# Hyperparameter Tuning using HyperDrive

In [1]:
from azureml.core import Workspace, Experiment, Model
from azureml.core.environment import Environment
from azureml.core.model import InferenceConfig
from azureml.core.compute import ComputeTarget, AmlCompute
from azureml.core.compute_target import ComputeTargetException
from azureml.train.hyperdrive.policy import BanditPolicy
from azureml.train.hyperdrive.sampling import RandomParameterSampling
from azureml.train.sklearn import SKLearn
from azureml.train.hyperdrive.runconfig import HyperDriveConfig
from azureml.train.hyperdrive.run import PrimaryMetricGoal
from azureml.train.hyperdrive.parameter_expressions import uniform, choice
from azureml.widgets import RunDetails
import requests
import json
from azureml.core.webservice import AciWebservice, LocalWebservice

## Workspace setup

First, we setup our workspace to work with azure.

In [2]:
ws = Workspace.from_config()
experiment_name = 'hyperdrive'

experiment = Experiment(ws, experiment_name)

## Dataset

The dataset used is the [UCI Glass Identification](https://archive.ics.uci.edu/ml/datasets/Glass+Identification) dataset. All data importing and treating is done by the [train.py](https://github.com/reis-r/nd00333-capstone/blob/master/train.py) script. This will be the script used by our Hyperdrive run. The objective will be to classify the glass type according to it's composition and other characteristics. This dataset was chosen because it will not take too much time for cleaning, and it's a very known dataset for experimenting with machine learning.

## Create a compute cluster

In [3]:
cluster_name = "hyperdrive"
# Check if a compute cluster already exists
try:
    print("Trying to connect to an existing cluster...")
    compute_cluster = ComputeTarget(workspace=ws, name=cluster_name)
except ComputeTargetException:
    print("Creating a compute cluster...")
    compute_configuration = AmlCompute.provisioning_configuration(vm_size='STANDARD_D2_V2', max_nodes=4)
    compute_cluster = ComputeTarget.create(ws, cluster_name, compute_configuration)
    compute_cluster.wait_for_completion(show_output=True)
print("Success!")

Trying to connect to an existing cluster...
Creating a compute cluster...
Creating
Succeeded
AmlCompute wait for completion finished

Minimum number of nodes requested have been provisioned
Success!


## Hyperdrive Configuration

For the Hyperdrive configuration, BanditPolicy was choosen for the termination policy, it terminates when the accuracy of a run is not within the slack amount compared to the best performing run. It's a less conservative policy that might prove sufficient for this experiment.
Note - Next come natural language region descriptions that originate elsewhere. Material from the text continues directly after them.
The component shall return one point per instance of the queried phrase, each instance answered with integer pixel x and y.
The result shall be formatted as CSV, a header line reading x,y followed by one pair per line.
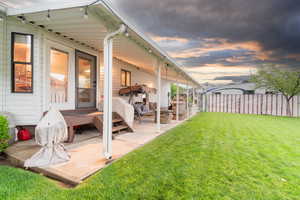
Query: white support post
x,y
187,101
193,96
158,95
107,110
177,101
The algorithm choosen is the SVC, it is a good classification algorithm based on support-vector machine.

The Parameter Sampler is the Random Sampler, this method is faster, but may not provide the best possible results. The regularization parameter (penalty) was configured with uniform sampling, which gives a value uniformly distributed between the minimum and maximum possible values. It's the most basic and safe parameter sampling method for continuous variables.

The choice for the kernel will be random from every value supported by scikit-learn.

In [4]:
# Create an early termination policy
early_termination_policy = BanditPolicy(evaluation_interval=2, slack_factor=0.1)

# Create the different params that will be used during training
param_sampling = RandomParameterSampling({
    "--kernel": choice(['linear', 'poly', 'rbf', 'sigmoid', 'precomputed']),
    "--C": uniform(0.1, 1.0)
    })

# Create estimator and hyperdrive config
estimator = est = SKLearn(source_directory="./",
                          entry_script="train.py",
                          compute_target="hyperdrive")

hyperdrive_run_config = HyperDriveConfig(estimator=estimator,
                                         hyperparameter_sampling=param_sampling, 
                                         primary_metric_name='Accuracy',
                                         primary_metric_goal=PrimaryMetricGoal.MAXIMIZE,
                                         max_total_runs=10,
                                         policy=early_termination_policy,
                                         max_concurrent_runs=2)

'SKLearn' estimator is deprecated. Please use 'ScriptRunConfig' from 'azureml.core.script_run_config' with your own defined environment or the AzureML-Tutorial curated environment.


In [5]:
# Submit the experiment
run = experiment.submit(hyperdrive_run_config)



## Run Details

In [6]:
RunDetails(run).show()

_HyperDriveWidget(widget_settings={'childWidgetDisplay': 'popup', 'send_telemetry': False, 'log_level': 'INFO'…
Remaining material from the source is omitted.